Although Calamostachys is homo­sporous, in some sporangia the spores are of dif­ferent sizes. The larger spores are thrice the diameter of smaller spores. C. americ na showed amphisporangiate condition. Palaeostachya andrewsii, the other fossil sphenopsid member, is heterosporous. The microspores have a size range of 56-110 μm; the megaspores ranging from 235-345 μm.

The further important steps in heterospory, i.e. the differentiation of micro- and megaspo­rangia, and reduction in number of megaspores have been revealed in Archaeopteris, an Upper Devonian progymnosperm. True heterospory has been reported in two spices of Archaeopteris (A. halliana and A. macilenta).

Arnold (1939) repor­ted a marked difference in sporangium size, spore dimension and spore content in A. hal­liana. Here megasporangia are broad, contained 8-16 megaspores up to 300 μm in diameter, while the slender microsporangia contained 100 microspores about 30 μm in diameter.

The fur­ther reduction in the number of megaspores has been reported in Stauropteris burntislandica, an Upper Devonian heterosporous coenopterid fern. Here a spindle-shaped megasporangia bore two functional and two abortive megaspores.

The next important step in heterospory, i.e., the formation of a functional megaspore in the sporangium, has been revealed in Lepidocarpon, Miadesmia (Carboniferous lycopods) and Calamocarpon (Carboniferous sphenopsid).

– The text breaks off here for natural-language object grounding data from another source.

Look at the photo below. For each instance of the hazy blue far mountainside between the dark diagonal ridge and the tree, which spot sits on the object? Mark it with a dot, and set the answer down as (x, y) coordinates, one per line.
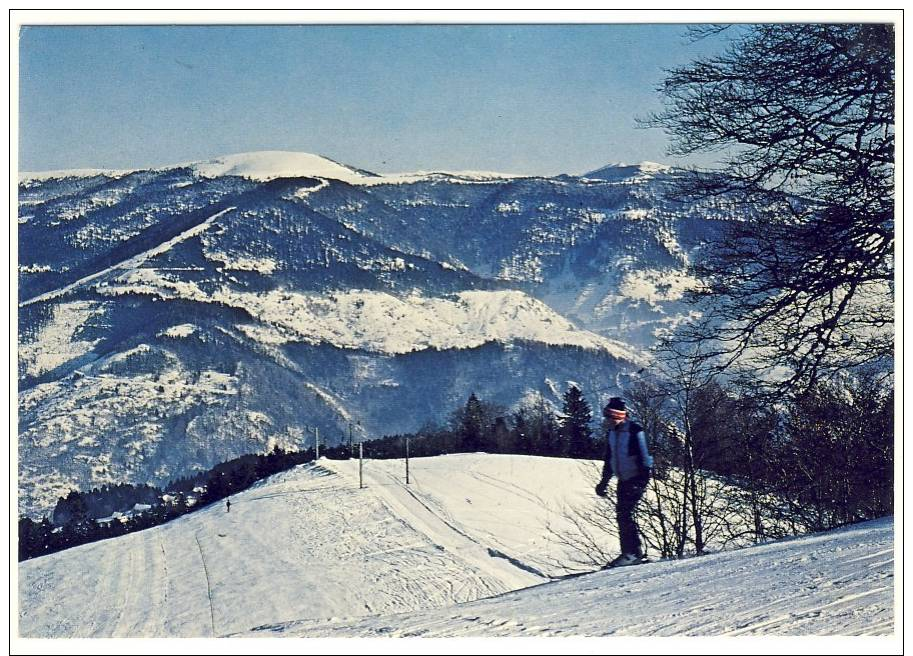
(610, 254)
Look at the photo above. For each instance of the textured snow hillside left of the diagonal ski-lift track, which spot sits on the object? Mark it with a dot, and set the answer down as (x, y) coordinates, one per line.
(306, 544)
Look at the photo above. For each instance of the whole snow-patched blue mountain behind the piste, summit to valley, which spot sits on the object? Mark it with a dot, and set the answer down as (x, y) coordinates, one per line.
(322, 295)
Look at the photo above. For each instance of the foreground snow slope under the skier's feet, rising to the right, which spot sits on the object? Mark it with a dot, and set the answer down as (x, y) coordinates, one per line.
(768, 590)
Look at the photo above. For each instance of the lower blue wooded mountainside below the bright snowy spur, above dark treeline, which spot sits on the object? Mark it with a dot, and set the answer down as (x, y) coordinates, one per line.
(160, 389)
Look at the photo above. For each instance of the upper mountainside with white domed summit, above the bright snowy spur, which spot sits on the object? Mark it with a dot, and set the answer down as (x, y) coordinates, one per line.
(609, 255)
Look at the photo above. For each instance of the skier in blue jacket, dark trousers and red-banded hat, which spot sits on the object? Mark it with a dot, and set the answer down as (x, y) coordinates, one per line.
(629, 460)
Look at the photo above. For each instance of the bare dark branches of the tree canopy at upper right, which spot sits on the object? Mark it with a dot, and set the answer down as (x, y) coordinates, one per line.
(803, 116)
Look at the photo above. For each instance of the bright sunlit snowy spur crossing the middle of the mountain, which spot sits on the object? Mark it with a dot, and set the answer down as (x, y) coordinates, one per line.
(380, 322)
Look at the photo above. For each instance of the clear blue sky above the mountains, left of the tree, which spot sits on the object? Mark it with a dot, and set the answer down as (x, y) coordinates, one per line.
(533, 99)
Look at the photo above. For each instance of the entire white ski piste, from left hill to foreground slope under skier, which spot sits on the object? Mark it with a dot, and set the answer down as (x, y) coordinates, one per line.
(467, 549)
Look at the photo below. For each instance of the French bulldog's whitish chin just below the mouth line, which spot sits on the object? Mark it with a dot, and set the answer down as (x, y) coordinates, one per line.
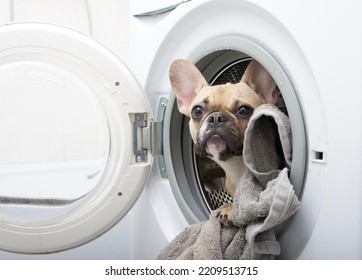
(217, 148)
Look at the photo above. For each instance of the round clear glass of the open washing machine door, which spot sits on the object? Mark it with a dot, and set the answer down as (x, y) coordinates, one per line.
(54, 142)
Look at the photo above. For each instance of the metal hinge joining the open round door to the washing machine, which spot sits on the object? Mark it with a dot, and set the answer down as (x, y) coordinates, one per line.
(148, 137)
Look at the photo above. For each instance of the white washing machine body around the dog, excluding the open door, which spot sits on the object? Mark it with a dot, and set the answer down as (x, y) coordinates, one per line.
(301, 44)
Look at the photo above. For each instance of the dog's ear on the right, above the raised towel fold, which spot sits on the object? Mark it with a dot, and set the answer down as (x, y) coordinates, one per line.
(259, 79)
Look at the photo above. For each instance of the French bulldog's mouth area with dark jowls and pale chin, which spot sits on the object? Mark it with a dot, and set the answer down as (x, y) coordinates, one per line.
(219, 147)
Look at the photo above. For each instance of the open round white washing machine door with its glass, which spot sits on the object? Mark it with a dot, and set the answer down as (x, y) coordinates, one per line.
(73, 120)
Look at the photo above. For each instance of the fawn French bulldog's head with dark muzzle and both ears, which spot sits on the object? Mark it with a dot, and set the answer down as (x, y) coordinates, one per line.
(219, 114)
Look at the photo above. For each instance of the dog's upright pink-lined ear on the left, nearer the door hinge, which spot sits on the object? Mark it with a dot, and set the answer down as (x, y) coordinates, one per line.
(186, 81)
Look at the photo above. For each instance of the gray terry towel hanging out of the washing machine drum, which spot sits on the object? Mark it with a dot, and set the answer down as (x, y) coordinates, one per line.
(264, 198)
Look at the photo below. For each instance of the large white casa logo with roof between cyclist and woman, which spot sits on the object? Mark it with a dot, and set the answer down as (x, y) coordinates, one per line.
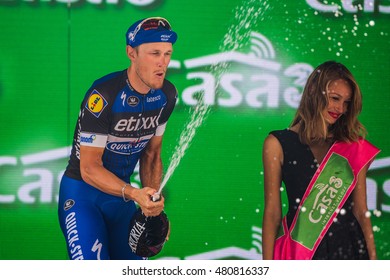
(235, 79)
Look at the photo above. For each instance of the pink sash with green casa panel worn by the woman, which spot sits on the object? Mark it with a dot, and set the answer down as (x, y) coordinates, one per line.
(327, 192)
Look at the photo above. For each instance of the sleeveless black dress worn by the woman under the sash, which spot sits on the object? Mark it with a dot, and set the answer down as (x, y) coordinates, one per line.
(344, 239)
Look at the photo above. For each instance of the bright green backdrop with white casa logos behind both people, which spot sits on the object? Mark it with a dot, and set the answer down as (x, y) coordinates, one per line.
(249, 58)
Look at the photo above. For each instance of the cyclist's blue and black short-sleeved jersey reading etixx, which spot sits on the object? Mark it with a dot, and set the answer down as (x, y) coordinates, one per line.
(114, 116)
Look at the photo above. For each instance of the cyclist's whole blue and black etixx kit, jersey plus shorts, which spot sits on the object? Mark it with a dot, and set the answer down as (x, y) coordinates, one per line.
(115, 117)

In all the members, there is a single functional mega­spore in the megasporangium. The megagametophytes retained inside the dehisced megasporan­gia and were shed as a unit from the cone. On the basis of the features revealed in the above three members the origin of seed habit can be evaluated.

Biological Advantages of Heterospory:

1. In heterosporous forms, the endosporic gametophytes are independent of external conditions and self-supportive in food sup­ply. Thus, the female gametophyte that developed within the large megaspore, at the expense of reserver food, is in a better situation for the initiation of embryo. Whereas, the free-living exosporic gameto­phytes of homosporous members are totally dependent on external conditions.

2. Heterospory induces a drastic reduction in the sizes of their gametophytes. There is an extreme reduction in the male gametophyte and, in most cases, it is nothing but an antheridium. The female gametophyte never outgrows the limits of the megaspore.

3. In heterosporous forms the differentiation of sex can be predicted at the spore stages. Thus the sex differentiation can be extended from the early stage of gametophyte to the sporophyte.